Your Privilege
Kendra Ross
26823

What this discussion entails which isn’t spoken of enough is that the Empathy you seek of me requires me to use my privilege. If im going to convince other men to think twice about their ways I have to use my privilege. If I’m going to aggressively stop someone being mean or sexist to you I’m going to have to use my privilege. My wife and child at home expect me to use that privilege to win as much bread as possible as the husband because we need it to maintain our lifestyle and pay the bills.

My privilege isn’t the problem. The women in my life need it as much as I do. The point here is you cant have real equality and empathy at the same time. Those 2 concepts don’t mix well. You can either fight equality in which case it’s a dog fight and you don’t expect anyone to help you out or you can ask for empathy understanding that the person who has to help you has an advantage you don’t have that you in turn can take advantage of.

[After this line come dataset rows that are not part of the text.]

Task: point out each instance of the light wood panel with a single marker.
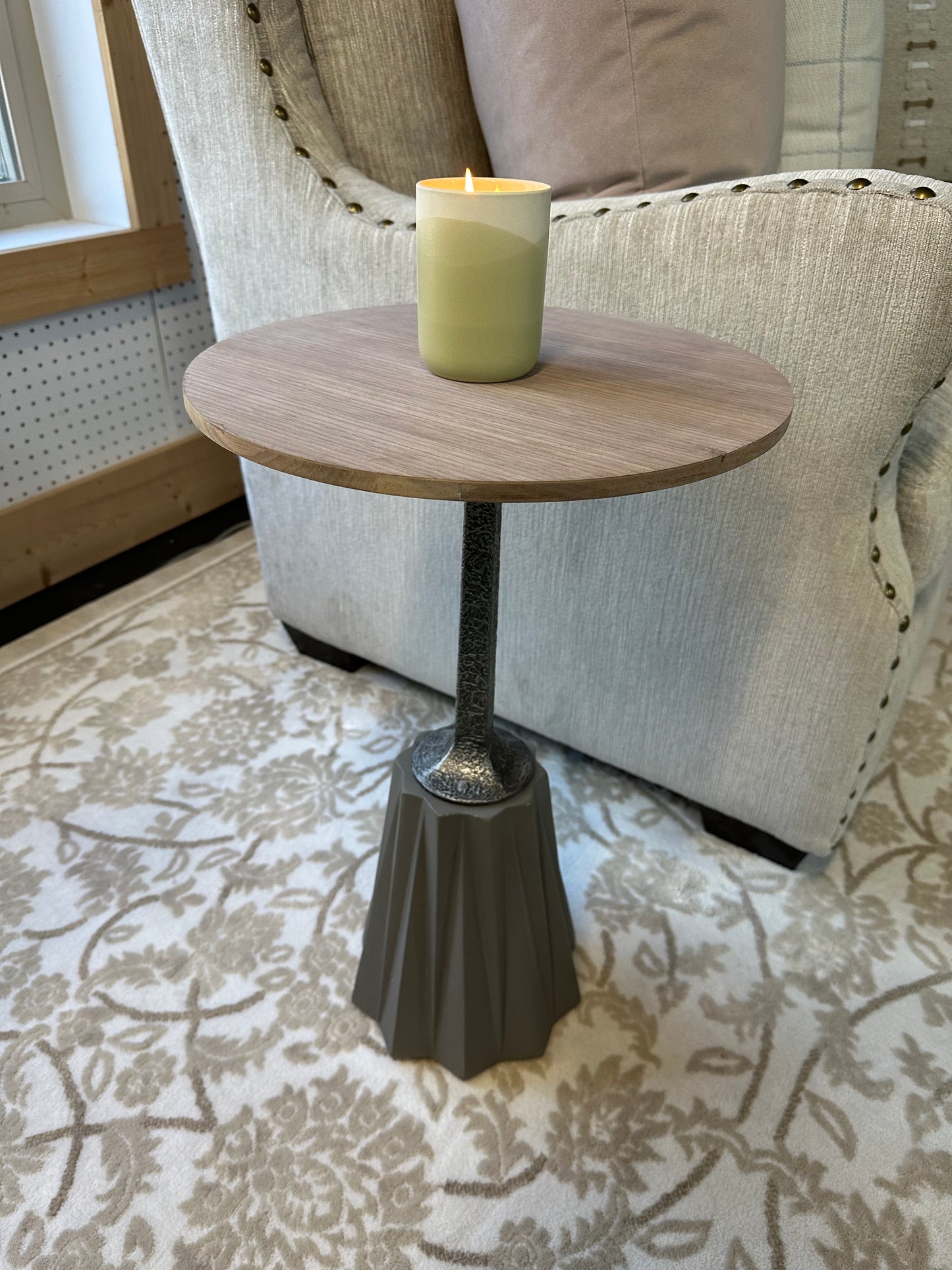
(145, 154)
(615, 407)
(56, 534)
(80, 272)
(51, 277)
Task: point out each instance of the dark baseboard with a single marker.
(63, 597)
(745, 836)
(322, 652)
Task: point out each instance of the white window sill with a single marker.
(52, 231)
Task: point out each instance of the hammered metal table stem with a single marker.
(471, 761)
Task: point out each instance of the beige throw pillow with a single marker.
(611, 97)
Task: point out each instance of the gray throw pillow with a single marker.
(611, 97)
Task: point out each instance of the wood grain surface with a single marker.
(615, 407)
(68, 529)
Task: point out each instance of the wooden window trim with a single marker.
(80, 272)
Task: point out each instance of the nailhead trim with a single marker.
(253, 12)
(887, 589)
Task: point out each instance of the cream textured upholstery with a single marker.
(834, 64)
(746, 641)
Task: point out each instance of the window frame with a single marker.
(38, 193)
(86, 264)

It’s the double standard entailed in both asking me to check my privilege and at the same time empathize with you and do something about the other (few) men who are sexist to you, that rubs most men the wrong way.

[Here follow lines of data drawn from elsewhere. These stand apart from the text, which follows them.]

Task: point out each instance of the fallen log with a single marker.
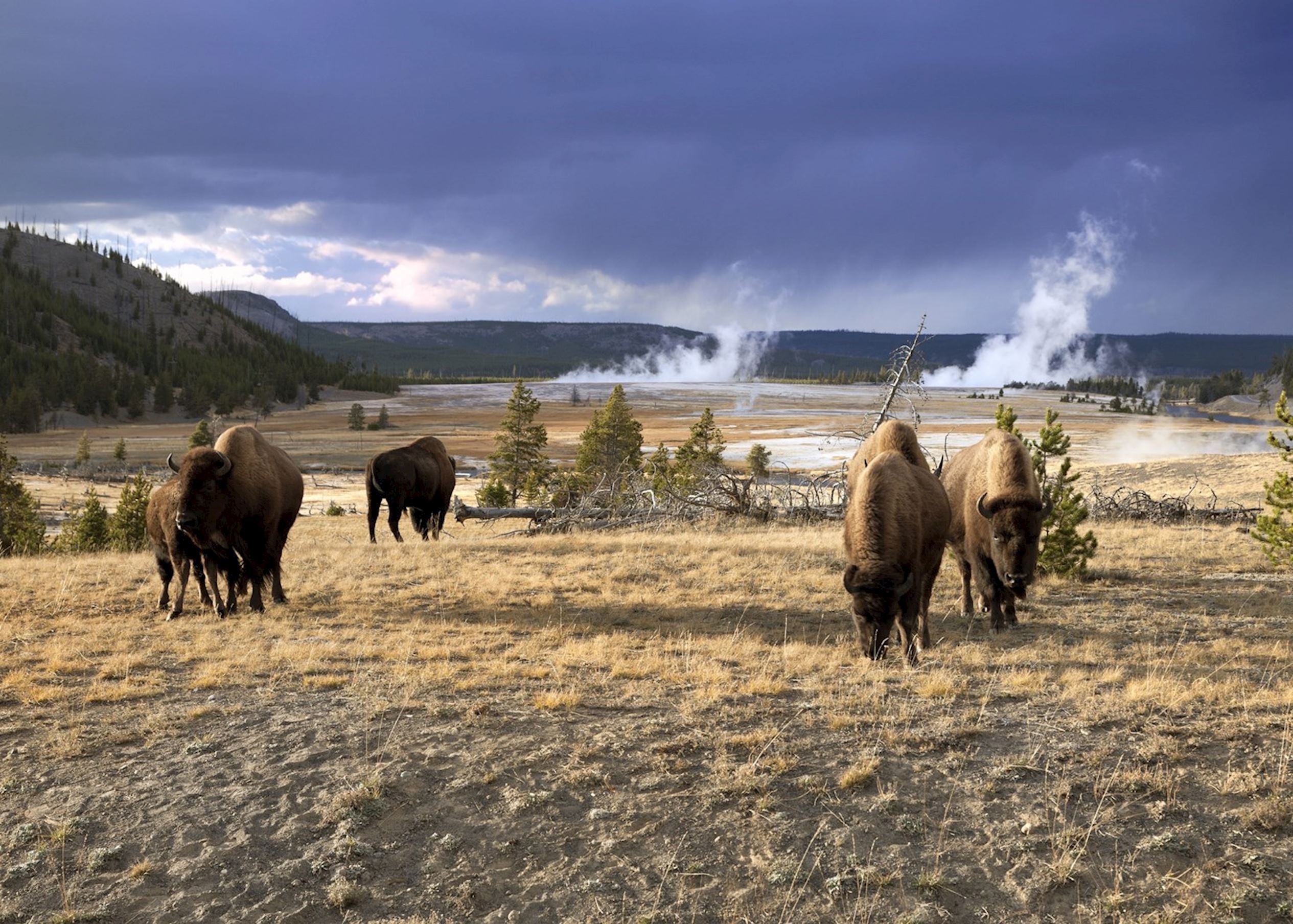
(462, 512)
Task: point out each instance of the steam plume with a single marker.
(735, 358)
(1053, 324)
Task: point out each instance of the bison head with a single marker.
(876, 604)
(1015, 533)
(203, 495)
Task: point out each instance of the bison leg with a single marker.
(177, 609)
(394, 520)
(374, 510)
(966, 597)
(986, 578)
(277, 590)
(1009, 599)
(215, 568)
(202, 581)
(909, 623)
(166, 570)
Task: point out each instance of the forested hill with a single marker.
(83, 329)
(503, 348)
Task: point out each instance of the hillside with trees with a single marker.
(86, 330)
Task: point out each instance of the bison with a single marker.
(241, 498)
(997, 514)
(895, 530)
(418, 477)
(171, 548)
(174, 549)
(892, 434)
(899, 437)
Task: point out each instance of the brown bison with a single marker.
(997, 516)
(241, 498)
(418, 477)
(895, 530)
(892, 434)
(172, 548)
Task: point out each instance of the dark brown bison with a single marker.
(418, 477)
(171, 548)
(997, 516)
(898, 437)
(174, 549)
(892, 434)
(241, 498)
(895, 530)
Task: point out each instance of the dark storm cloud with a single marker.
(657, 141)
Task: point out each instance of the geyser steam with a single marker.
(735, 358)
(1053, 324)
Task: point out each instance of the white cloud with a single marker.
(1147, 171)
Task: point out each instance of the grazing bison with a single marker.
(892, 434)
(895, 530)
(171, 548)
(241, 497)
(997, 516)
(174, 549)
(418, 477)
(898, 437)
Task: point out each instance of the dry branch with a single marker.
(1128, 503)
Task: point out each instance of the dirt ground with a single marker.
(667, 725)
(806, 427)
(662, 727)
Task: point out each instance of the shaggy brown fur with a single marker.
(418, 477)
(891, 436)
(243, 495)
(172, 548)
(997, 520)
(895, 529)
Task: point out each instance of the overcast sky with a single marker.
(776, 165)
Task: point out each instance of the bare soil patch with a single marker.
(670, 725)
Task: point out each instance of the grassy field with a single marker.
(651, 727)
(669, 725)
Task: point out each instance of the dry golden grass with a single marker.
(695, 695)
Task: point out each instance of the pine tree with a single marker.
(127, 530)
(1006, 419)
(493, 493)
(87, 529)
(519, 445)
(83, 449)
(201, 434)
(21, 529)
(1273, 530)
(758, 460)
(1063, 552)
(611, 448)
(659, 468)
(703, 451)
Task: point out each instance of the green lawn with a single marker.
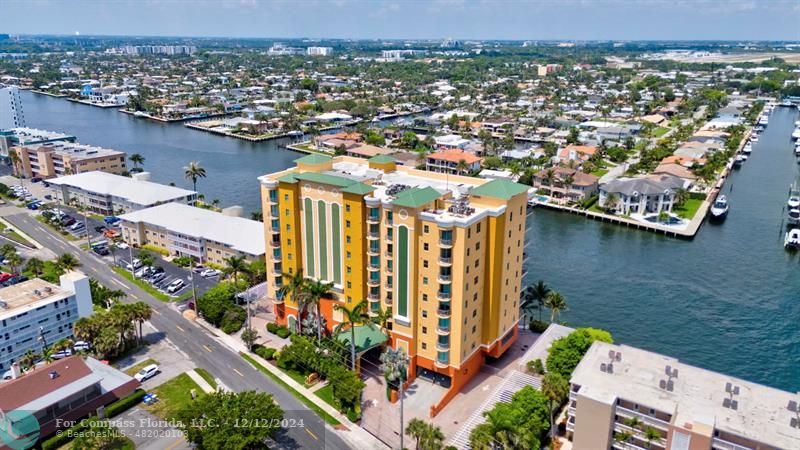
(137, 367)
(326, 394)
(310, 404)
(689, 209)
(173, 396)
(206, 376)
(150, 289)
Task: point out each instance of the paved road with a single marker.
(197, 344)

So lets agree on somethings. You need my help or at the least my empathy. Women need to agree you can’t win this battle on your own. You need me to be a good man and use my privilege for a greater good. Take note that this will also mean you agree that I have an unassailable advantage in this one area. Are you women willing to agree to that. Can you handle the truth that some inequality between men and women must remain for you to achieve your aims. Else we leave you to it to battle the (few) sexist men and see if you can change them by education (this will require you to understand that the way you teach a life lesson to a male may be different to how you teach it to a female) while I grab some popcorn…you know since we are all equal n all.